Softmax output layer vs k sigmoid units in output layer

why can’t we just take k sigmoid unit in output layer for k class classification and predict the output as max of the output of those 10 units.
In this case we can train our neural network by taking y=[1,0,0,0,0,0,0,0,0,0] for y=1 and y=[0,0,0,0,1,0,0,0,0,0] for y=5 and etc. for 10 class classification.

Does softmax layer gives better results as compared to taking K output sigmoid units for k classification.

Hi @sandeep_kumar13 ,

You could use k sigmoids instead of softmax but it can be less efficient in many cases. Firstly, softmax produces probabilities that sum up to 1 across all classes, while k sigmoids do not. K sigmoids generate k independent probabilities, making it harder to interpret the results. Secondly, softmax is computationally efficient as it calculates the exponents once and shares them across all classes. The softmax function has a smooth and convex loss function, which is easier to optimize compared to k sigmoids, which can have many local minima.

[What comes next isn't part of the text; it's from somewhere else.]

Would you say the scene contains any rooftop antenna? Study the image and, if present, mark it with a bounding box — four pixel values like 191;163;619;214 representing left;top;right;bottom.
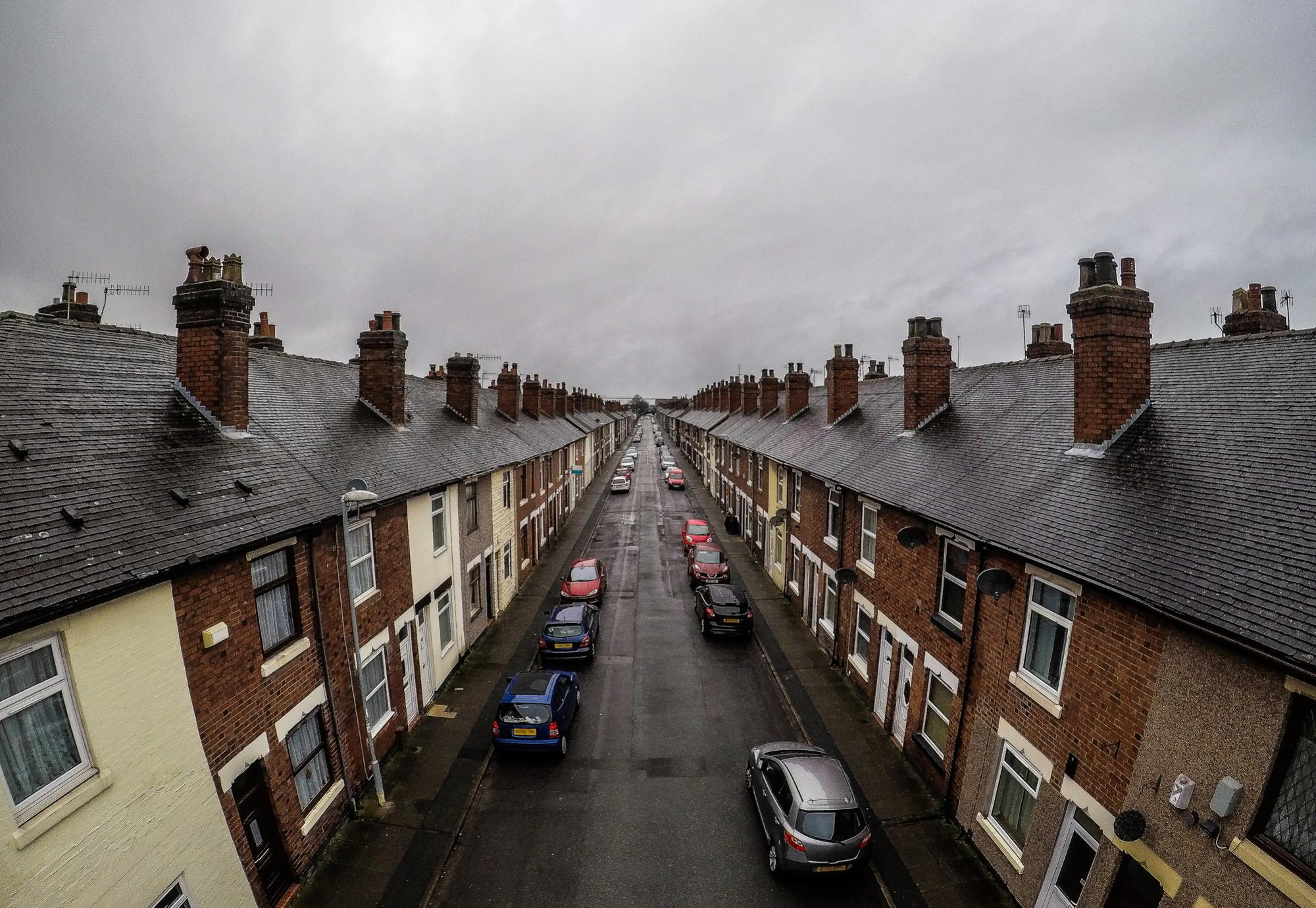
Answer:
100;284;151;320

Thirdly, softmax involves fewer parameters and can be optimized more efficiently. In contrast, each sigmoid in k sigmoids has its own set of parameters, which is not ideal when using regularizations.

Overall, while k sigmoids can be an option for k-class classification, softmax is often preferred due to its efficient computation, smooth and convex loss function, fewer parameters, and easier optimization and many practitioners prefer to use softmax for its superior performance and ease of implementation.


Hi @Mujassim_Jamal
Thank you very much for such a wonderful explanation.